Zheng Jiamao, Almendros Isaac, Wang Yang, Zhang Shelley X, Carreras Alba, Qiao Zhuanhong, Gozal David
Section of Pediatric Sleep Medicine; Department of Pediatrics; Pritzker School of Medicine; Biological Sciences Division; The University of Chicago ; Chicago, Illinois, USA.
Oncoimmunology. 2015 Mar 6;4(2):e976057. doi: 10.4161/2162402X.2014.976057. eCollection 2015 Feb.
The molecular mechanisms underlying how sleep fragmentation (SF) influences cancer growth and progression remain largely elusive. Here, we present evidence that SF reduced ROS production by downregulating expression and activity in TC1 cell tumor associated macrophages (TAMs), while genetic ablation of phagocytic Nox2 activity increased tumor cell proliferation, motility, invasion, and extravasation . Importantly, the studies using immunocompetent syngeneic murine tumor models suggested that Nox2 deficiency mimics SF-induced TAMs infiltration and subsequent tumor growth and invasion. Taken together, these studies reveal that perturbed sleep could adversely affect innate immunity within the tumor by altering Nox2 expression and activity, and indicate that selective potentiation of Nox2 activity may present a novel therapeutic strategy in the treatment of cancer.

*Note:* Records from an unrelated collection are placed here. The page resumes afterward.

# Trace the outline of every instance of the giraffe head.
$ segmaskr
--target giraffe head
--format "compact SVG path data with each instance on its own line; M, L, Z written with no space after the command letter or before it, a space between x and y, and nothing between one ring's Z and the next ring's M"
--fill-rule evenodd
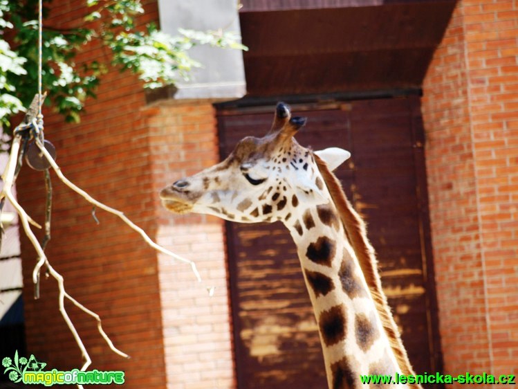
M253 223L287 221L301 203L327 203L313 154L331 170L351 154L337 147L312 152L299 145L293 136L306 121L292 117L288 107L279 102L265 136L244 138L223 162L167 186L160 193L163 204L175 213Z

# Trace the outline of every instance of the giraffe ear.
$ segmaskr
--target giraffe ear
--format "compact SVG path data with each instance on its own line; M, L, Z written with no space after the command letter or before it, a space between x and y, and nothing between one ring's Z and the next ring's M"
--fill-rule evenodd
M349 152L340 147L329 147L329 149L315 152L315 154L327 163L331 171L336 169L351 157Z
M302 202L315 205L325 204L329 202L324 192L306 174L297 178L297 188L299 190L298 194Z

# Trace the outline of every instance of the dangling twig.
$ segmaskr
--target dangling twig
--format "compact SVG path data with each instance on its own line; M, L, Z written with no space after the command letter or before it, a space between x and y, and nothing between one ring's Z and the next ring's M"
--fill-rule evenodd
M135 224L133 221L131 221L128 217L124 214L124 212L116 210L115 208L113 208L111 207L109 207L108 206L104 205L104 203L101 203L100 201L97 201L95 199L90 196L88 193L86 193L84 190L77 186L75 184L72 183L71 181L69 181L65 176L63 174L63 173L61 171L61 168L57 165L57 164L55 163L55 161L52 159L52 156L48 153L48 152L45 150L45 147L41 144L41 143L39 141L39 139L35 140L36 144L37 145L38 147L39 147L40 151L43 154L43 155L45 156L45 158L47 159L47 161L48 161L48 163L50 164L50 166L52 166L52 168L54 169L54 171L56 172L56 174L57 174L57 177L59 177L59 179L68 188L70 188L72 190L75 192L76 193L78 193L80 194L85 200L86 200L88 202L93 204L95 206L100 208L102 210L104 210L107 212L109 212L113 215L115 215L115 216L118 216L120 219L122 220L126 224L129 226L129 227L138 233L138 234L142 237L142 239L151 247L153 247L155 250L157 251L160 251L160 253L163 253L164 254L166 254L170 257L172 257L175 260L177 260L178 261L187 263L189 265L191 265L191 269L192 269L193 273L194 273L194 275L196 276L196 279L198 282L201 282L201 277L200 276L200 273L198 271L198 269L196 268L196 264L186 258L184 258L183 257L181 257L180 255L175 254L172 251L170 251L167 250L167 248L165 248L164 247L162 247L159 244L155 243L148 235L146 234L146 233L142 230L140 227Z

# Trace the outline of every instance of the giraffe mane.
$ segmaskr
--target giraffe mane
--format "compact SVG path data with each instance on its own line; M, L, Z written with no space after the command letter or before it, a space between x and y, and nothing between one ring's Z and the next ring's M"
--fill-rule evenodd
M403 374L414 375L415 373L401 341L399 330L391 313L387 297L381 288L381 280L378 272L378 261L374 248L367 236L365 223L353 208L344 192L342 184L329 170L327 163L317 155L313 154L313 156L338 210L346 237L358 257L360 266L365 277L396 361ZM415 388L421 388L419 385L409 385Z

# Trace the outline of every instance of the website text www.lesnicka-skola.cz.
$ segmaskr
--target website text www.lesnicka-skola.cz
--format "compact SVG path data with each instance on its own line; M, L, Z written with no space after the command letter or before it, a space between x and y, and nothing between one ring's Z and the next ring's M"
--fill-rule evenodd
M465 372L461 374L451 375L436 373L424 373L423 374L405 375L395 374L369 374L360 376L362 383L394 384L394 383L458 383L467 385L492 385L507 384L516 385L516 377L512 374L494 376L488 373L473 374Z

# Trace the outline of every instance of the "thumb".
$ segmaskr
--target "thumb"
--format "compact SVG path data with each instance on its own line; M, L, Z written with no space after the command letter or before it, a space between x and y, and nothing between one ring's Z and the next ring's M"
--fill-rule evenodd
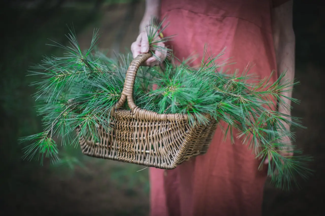
M147 53L149 51L149 41L147 33L143 32L142 34L142 40L141 40L141 52Z

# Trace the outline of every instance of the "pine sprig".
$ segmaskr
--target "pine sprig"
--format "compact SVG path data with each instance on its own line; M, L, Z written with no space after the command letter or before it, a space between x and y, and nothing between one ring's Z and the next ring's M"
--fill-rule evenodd
M226 126L222 129L225 138L229 136L233 142L237 137L257 158L272 158L268 172L277 186L289 189L296 184L298 176L305 179L310 175L311 171L306 164L311 158L299 155L301 152L294 146L284 143L295 138L287 126L303 127L297 118L274 109L274 102L290 108L281 98L298 82L284 80L284 73L275 82L271 81L273 73L259 79L249 74L249 68L241 73L223 72L216 63L220 54L206 57L206 54L200 66L190 66L194 56L180 61L168 48L157 45L170 39L158 37L158 30L167 26L162 22L157 24L153 18L146 27L150 49L153 53L166 52L171 61L165 61L163 69L139 68L133 95L137 105L159 114L187 114L191 126L209 124L207 114L219 123L224 122ZM98 32L94 31L89 49L83 52L74 30L71 30L67 36L69 46L54 45L63 49L63 57L45 56L31 68L31 75L41 77L32 84L37 88L35 97L39 105L36 109L43 117L44 129L21 139L33 142L24 149L24 158L40 158L42 163L45 156L54 162L59 159L55 137L61 138L63 146L76 145L82 137L97 142L100 139L99 126L108 132L111 129L111 111L122 95L132 58L126 54L111 59L96 51ZM126 103L123 108L129 109ZM79 132L76 136L77 128ZM280 153L283 150L294 152L294 156L283 157Z

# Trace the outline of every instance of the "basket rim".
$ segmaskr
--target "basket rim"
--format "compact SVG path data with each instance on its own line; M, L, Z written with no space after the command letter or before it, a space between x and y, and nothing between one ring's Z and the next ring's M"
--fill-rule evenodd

睡眠碎片化(SF)影响癌症生长和进展的分子机制在很大程度上仍不清楚。在此,我们提供证据表明,SF通过下调TC1细胞肿瘤相关巨噬细胞(TAM)中的表达和活性来减少ROS产生,而吞噬性Nox2活性的基因消融增加了肿瘤细胞的增殖、运动、侵袭和外渗。重要的是,使用具有免疫活性的同基因小鼠肿瘤模型的研究表明,Nox2缺乏模拟了SF诱导的TAM浸润以及随后的肿瘤生长和侵袭。综上所述,这些研究揭示了睡眠紊乱可能通过改变Nox2表达和活性对肿瘤内的固有免疫产生不利影响,并表明选择性增强Nox2活性可能是治疗癌症的一种新的治疗策略。